Accident de Tchernobyl (Ukraine - 1986)

Conséquences environnementales de l’accident nucléaire de Tchernobyl et des essais atmosphériques d’armes nucléaires en France métropolitaine. État des connaissances à fin avril 2026

22/04/2026

Quarante ans après l’accident de Tchernobyl (26 avril 1986) et la fin des essais atmosphériques d’armes nucléaires (de 1945 à 1980), l’ASNR a entrepris d’actualiser et de compléter les mesures environnementales faites à différentes reprises sur les zones les plus touchées par les retombées radioactives de ces évènements sur le territoire français métropolitain.

1. Une stratégie de surveillance ciblée au niveau des zones de rémanence élevée

Une stratégie de prélèvements et d’analyses radiologiques basée sur les cartographies des dépôts radioactifs et sur les connaissances acquises lors d’études antérieures a été établie. Ainsi, des sites d’étude ont été ciblés dans les zones du pays où la rémanence des retombées des essais atmosphériques d’armes nucléaires durant la guerre froide et de l’accident de Tchernobyl est potentiellement la plus élevée. Ces zones de rémanence élevée (ZRE) sont situées dans les Vosges, en Alsace, dans la Vallée du Rhône, le Puy-de-Dôme, l’Est de la Corse, les Alpes-de-Haute-Provence et les Pyrénées-Atlantiques (cf. Constat radiologique « Rémanence de la radioactivité d’origine artificielle » (IRSN, 2016) et Le bruit de fond des radionucléides artificiels dans l’environnement français métropolitain (IRSN, 2022)).

Nature des échantillons et radionucléides analysés

Les échantillons prélevés sont des échantillons de sols, d’herbages et de denrées végétales et animales. Les radionucléides analysés sont ceux dont la période radioactive est suffisamment longue pour qu’ils soient encore aujourd’hui présents en quantités mesurables. Il s’agit du césium 137 présent aussi bien dans les retombées de l’accident de Tchernobyl que dans celles des essais nucléaires, ainsi que du strontium 90, des isotopes du plutonium et de l’américium 241 qui proviennent uniquement de cette seconde origine. En complément de ces prélèvements, une cinquantaine de mesures in situ de la concentration du césium 137 dans les sols et du rayonnement gamma ambiant (débit de dose) émis par ce radionucléide, ont été réalisées.

Au moment de la publication de la présente note d’information, certaines analyses de radionucléides comme le strontium 90 et les isotopes du plutonium sont encore en cours, tous les résultats de cette étude ne sont donc pas disponibles ; le rapport sera finalisé et publié ultérieurement.

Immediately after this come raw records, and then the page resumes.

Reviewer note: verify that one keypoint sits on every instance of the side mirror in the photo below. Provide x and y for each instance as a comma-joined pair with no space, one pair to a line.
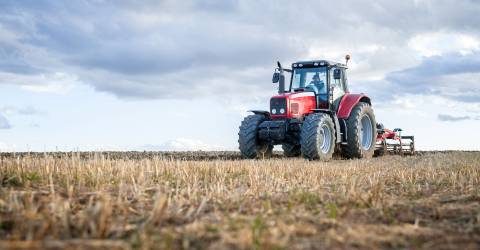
337,74
276,77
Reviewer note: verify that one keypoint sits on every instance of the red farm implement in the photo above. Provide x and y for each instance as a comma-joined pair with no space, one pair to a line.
392,142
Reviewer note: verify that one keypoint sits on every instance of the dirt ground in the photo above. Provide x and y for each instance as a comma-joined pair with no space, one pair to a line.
215,200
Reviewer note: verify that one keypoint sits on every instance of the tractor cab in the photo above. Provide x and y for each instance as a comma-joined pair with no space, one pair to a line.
326,79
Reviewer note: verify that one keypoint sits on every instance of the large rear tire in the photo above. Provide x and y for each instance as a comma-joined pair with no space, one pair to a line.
249,145
317,137
290,150
361,132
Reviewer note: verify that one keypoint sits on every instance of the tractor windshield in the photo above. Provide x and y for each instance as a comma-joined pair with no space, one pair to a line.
310,78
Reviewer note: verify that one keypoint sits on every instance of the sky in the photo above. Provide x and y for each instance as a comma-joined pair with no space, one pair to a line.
181,75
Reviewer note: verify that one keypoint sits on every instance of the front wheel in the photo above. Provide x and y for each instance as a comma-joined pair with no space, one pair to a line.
249,145
317,137
361,132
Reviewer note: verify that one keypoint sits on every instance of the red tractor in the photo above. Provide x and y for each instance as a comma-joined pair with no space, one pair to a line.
314,116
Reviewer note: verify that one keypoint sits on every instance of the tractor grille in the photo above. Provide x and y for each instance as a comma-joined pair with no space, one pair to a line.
276,104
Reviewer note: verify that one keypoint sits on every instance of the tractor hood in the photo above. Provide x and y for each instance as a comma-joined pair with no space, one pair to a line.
292,105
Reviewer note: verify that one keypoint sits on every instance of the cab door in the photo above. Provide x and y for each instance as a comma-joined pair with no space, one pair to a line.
337,86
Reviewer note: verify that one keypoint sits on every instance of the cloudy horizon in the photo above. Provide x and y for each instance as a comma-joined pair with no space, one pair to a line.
170,75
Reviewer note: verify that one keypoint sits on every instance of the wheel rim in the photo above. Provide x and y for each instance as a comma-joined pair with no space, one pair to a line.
326,142
366,132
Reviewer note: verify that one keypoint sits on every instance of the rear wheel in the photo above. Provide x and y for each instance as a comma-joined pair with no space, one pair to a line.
290,150
317,137
361,132
249,145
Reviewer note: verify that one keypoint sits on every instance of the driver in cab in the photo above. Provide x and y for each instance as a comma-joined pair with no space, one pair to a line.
318,87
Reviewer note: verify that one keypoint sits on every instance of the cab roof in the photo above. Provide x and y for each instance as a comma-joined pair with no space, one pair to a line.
315,63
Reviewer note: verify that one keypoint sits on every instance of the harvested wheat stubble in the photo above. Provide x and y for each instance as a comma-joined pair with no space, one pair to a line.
110,200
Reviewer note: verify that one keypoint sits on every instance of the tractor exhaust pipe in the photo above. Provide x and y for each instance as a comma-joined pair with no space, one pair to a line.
281,80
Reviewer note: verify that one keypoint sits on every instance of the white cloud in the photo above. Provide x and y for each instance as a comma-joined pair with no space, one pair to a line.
58,83
440,43
4,124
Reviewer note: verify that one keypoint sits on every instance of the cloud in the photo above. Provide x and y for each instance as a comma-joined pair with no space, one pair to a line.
171,49
451,118
26,110
182,144
451,76
4,124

2. Résultats préliminaires

Les résultats préliminaires confirment que, dans les zones de rémanence élevée, la radioactivité mesurée dans les sols, les herbages et certaines denrées est plus élevée qu’ailleurs en France. C’est notamment le cas pour les radionucléides artificiels analysés dans les sols et du césium 137 dans le lait, les fromages et la viande bovine. Ces résultats préliminaires confirment également que cet écart entre les ZRE et le reste du territoire n’est pas perceptible dans les denrées agricoles (légumes-feuilles, pomme de terre, blé…).

Dans ces ZRE comme sur le reste du territoire, une diminution des concentrations de césium 137 et de strontium 90 est observée depuis plusieurs décennies. Cette diminution, à des vitesses variables, est notamment constatée pour le césium 137 dans les sols, le lait et la viande bovine.

Concernant le milieu forestier, les mesures effectuées dans tous les pays touchés par les retombées de l’accident de Tchernobyl, dont la France métropolitaine, ont montré que les denrées forestières (les champignons, les viandes de gibiers et dans une moindre mesure les baies) ont la particularité de conserver des niveaux élevés de césium 137 durant des années, voire des décennies après les dépôts radioactifs, contrairement aux denrées issues de l’agriculture et de l’élevage dont les teneurs en césium 137 ont très régulièrement diminué depuis 1986. En effet, en milieu agricole, le césium 137 fixé sur les argiles devient progressivement de moins en moins disponible pour les racines des végétaux qui puisent le césium présent dans l’eau du sol (diminution de la biodisponibilité) tandis qu’en milieu forestier, le césium 137 fixé sur la matière organique va suivre son cycle et rester en grande partie biodisponible pour les végétaux et, par voie de conséquence, les gibiers. Les premières analyses effectuées dans le cadre de la présente étude montrent que la radioactivité mesurée dans les denrées forestières échantillonnées en 2024-2025 est plus élevée que celle mesurée dans les denrées agricoles et présente une très grande variabilité spatiale, y compris à l’échelle d’une même commune.